8. Il résulte de ce qui précède qu'il y a lieu de prononcer la relaxe des fins de la poursuite engagée contre M. B pour contravention de grande voirie.

Sur l'action domaniale :

9. Il résulte des dispositions de l'article L. 774-2 du code de justice administrative que le juge, dès qu'il est saisi par une autorité compétente, doit se prononcer tant sur l'action publique que sur l'action domaniale, que lui soient ou non présentées des conclusions en ce sens.

10. Ainsi qu'il a été dit au point 7, l'insuffisance du procès-verbal de contravention de grande voirie du 3 novembre 2022 ne permet pas de caractériser avec certitude l'existence de constructions irrégulières.
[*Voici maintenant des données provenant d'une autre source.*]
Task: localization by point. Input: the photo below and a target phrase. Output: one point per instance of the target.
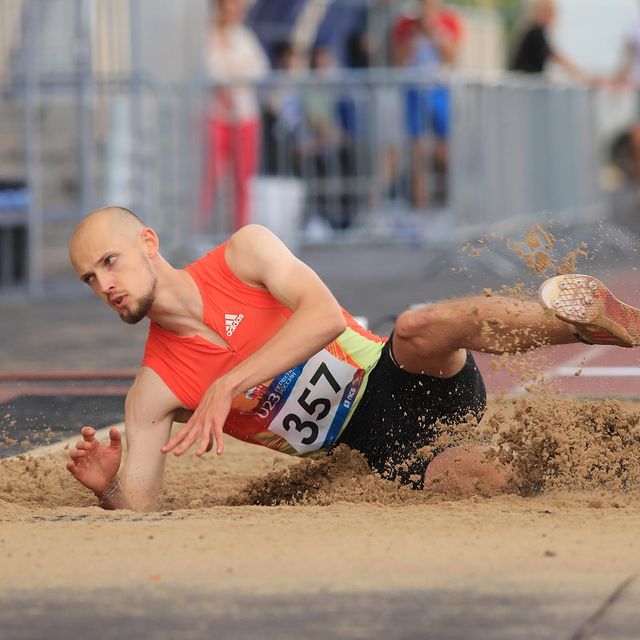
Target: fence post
(84, 103)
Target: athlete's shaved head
(113, 252)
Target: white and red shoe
(587, 304)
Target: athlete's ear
(151, 242)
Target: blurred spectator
(283, 117)
(429, 43)
(629, 74)
(233, 55)
(533, 49)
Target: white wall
(593, 32)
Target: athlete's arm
(259, 258)
(149, 411)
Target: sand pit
(573, 518)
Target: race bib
(309, 404)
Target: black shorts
(398, 412)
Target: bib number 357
(308, 413)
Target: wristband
(111, 491)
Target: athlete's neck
(177, 306)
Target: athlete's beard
(133, 316)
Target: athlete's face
(117, 267)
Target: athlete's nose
(106, 283)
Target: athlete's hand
(206, 423)
(93, 464)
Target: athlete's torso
(300, 411)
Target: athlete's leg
(433, 339)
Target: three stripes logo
(231, 322)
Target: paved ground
(489, 614)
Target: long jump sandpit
(341, 553)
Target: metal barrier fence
(339, 159)
(342, 157)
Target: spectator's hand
(205, 424)
(93, 464)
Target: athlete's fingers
(182, 434)
(205, 438)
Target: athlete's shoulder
(251, 233)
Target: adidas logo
(231, 322)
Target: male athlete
(249, 341)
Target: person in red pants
(233, 56)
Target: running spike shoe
(587, 304)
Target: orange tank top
(300, 411)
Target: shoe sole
(587, 303)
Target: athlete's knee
(415, 322)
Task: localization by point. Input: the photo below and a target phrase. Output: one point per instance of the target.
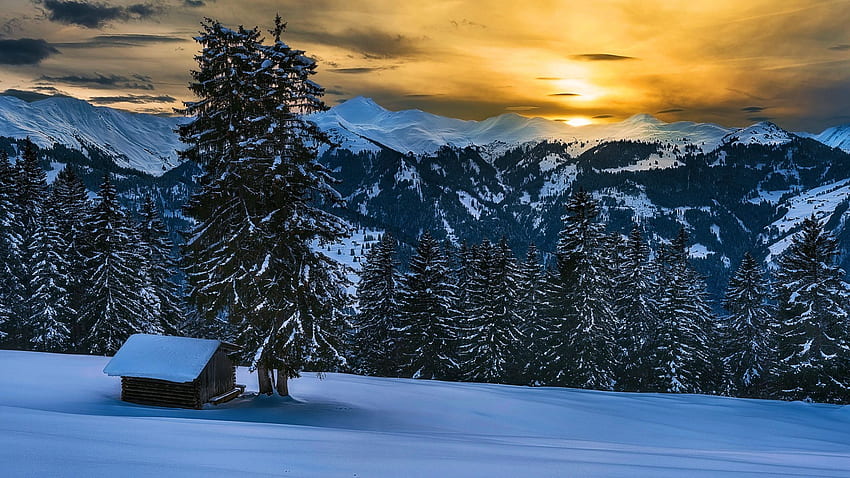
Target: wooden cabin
(178, 372)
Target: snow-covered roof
(162, 357)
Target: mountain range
(736, 189)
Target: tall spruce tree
(636, 311)
(30, 194)
(160, 293)
(530, 288)
(682, 359)
(9, 286)
(250, 257)
(428, 320)
(113, 308)
(813, 318)
(493, 337)
(377, 340)
(69, 198)
(51, 313)
(749, 332)
(580, 317)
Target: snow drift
(59, 416)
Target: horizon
(580, 64)
(28, 98)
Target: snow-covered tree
(749, 331)
(682, 359)
(47, 326)
(160, 293)
(250, 257)
(636, 311)
(10, 289)
(530, 288)
(30, 192)
(377, 341)
(580, 318)
(813, 318)
(69, 199)
(427, 323)
(113, 308)
(492, 339)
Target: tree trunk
(265, 380)
(282, 382)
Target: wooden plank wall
(148, 391)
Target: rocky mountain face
(407, 172)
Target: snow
(836, 137)
(139, 141)
(699, 251)
(361, 124)
(763, 133)
(176, 359)
(820, 202)
(60, 417)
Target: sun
(578, 121)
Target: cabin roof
(163, 357)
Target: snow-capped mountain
(837, 137)
(410, 171)
(360, 124)
(143, 142)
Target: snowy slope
(60, 416)
(144, 142)
(820, 202)
(361, 124)
(763, 133)
(837, 137)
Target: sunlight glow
(578, 121)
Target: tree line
(79, 275)
(610, 314)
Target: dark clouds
(117, 82)
(601, 57)
(105, 41)
(25, 51)
(134, 99)
(361, 70)
(373, 44)
(96, 14)
(28, 96)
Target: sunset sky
(728, 62)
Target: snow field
(60, 416)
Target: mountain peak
(643, 118)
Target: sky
(721, 61)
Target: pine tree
(47, 326)
(72, 210)
(377, 340)
(30, 194)
(428, 316)
(636, 311)
(10, 289)
(749, 332)
(113, 308)
(250, 258)
(492, 343)
(580, 316)
(813, 316)
(682, 362)
(160, 294)
(530, 287)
Il suit de là que les conclusions présentées par le préfet de la Martinique au titre de l'action domaniale doivent être rejetées.
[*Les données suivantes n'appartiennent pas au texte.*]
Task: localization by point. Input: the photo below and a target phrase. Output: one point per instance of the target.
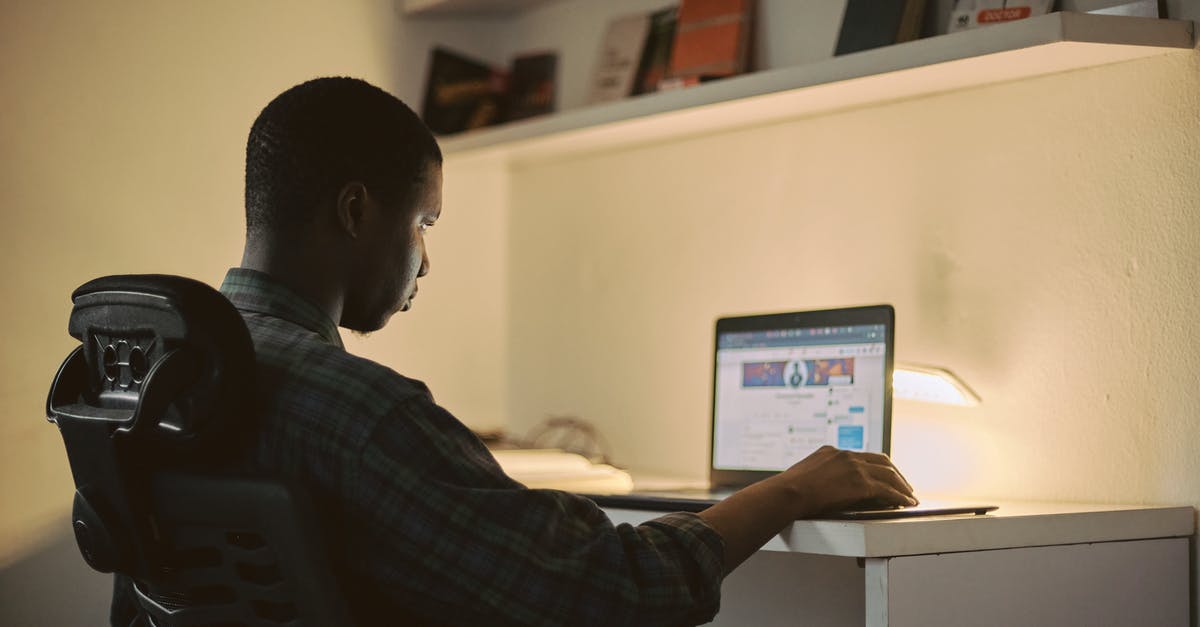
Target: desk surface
(1015, 524)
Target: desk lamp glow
(930, 384)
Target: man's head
(343, 175)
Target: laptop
(785, 384)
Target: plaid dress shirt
(423, 524)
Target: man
(342, 181)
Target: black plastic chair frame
(151, 408)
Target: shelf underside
(1045, 45)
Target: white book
(621, 52)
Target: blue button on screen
(850, 436)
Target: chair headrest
(166, 358)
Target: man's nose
(425, 263)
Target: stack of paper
(558, 470)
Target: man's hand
(832, 479)
(827, 481)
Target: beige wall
(123, 127)
(1041, 238)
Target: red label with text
(989, 16)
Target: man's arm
(827, 481)
(437, 527)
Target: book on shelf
(559, 470)
(532, 85)
(621, 51)
(652, 69)
(461, 93)
(712, 40)
(869, 24)
(972, 13)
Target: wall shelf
(466, 7)
(1044, 45)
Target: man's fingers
(889, 477)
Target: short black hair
(318, 136)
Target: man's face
(393, 257)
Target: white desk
(1026, 563)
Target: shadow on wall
(54, 586)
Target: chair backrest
(154, 408)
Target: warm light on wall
(930, 384)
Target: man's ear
(352, 208)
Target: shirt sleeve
(453, 538)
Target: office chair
(153, 408)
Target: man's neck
(292, 263)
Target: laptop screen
(787, 383)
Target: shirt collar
(257, 292)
Sur les frais liés au litige :

11. En application des dispositions de l'article L. 761-1 du code de justice administrative et dans les circonstances de l'espèce, il y a lieu de mettre à la charge de l'Etat la somme de 1 000 euros au titre des frais exposés par M. B et non compris dans les dépens.

D E C I D E :

Article 1er : M. B est relaxé des fins de la poursuite.

Article 2 : Les conclusions du préfet de la Martinique présentées au titre de l'action domaniale sont rejetées.

Article 3 : L'Etat versera à M. B la somme de 1 000 euros au titre de l'article L. 761-1 du code de justice administrative.

Article 4 : Le présent jugement sera notifié à M. C B et au préfet de la Martinique

Rendu public par mise à disposition au greffe le 28 juin 2024.

Le magistrat désigné,

S. de Palmaert

Le greffier,

J-H. Minin

La République mande et ordonne au ministre de l'intérieur et des outre-mer en ce qui le concerne ou à tous commissaires de justice à ce requis en ce qui concerne les voies de droit commun, contre les parties privées, de pourvoir à l'exécution de la présente décision.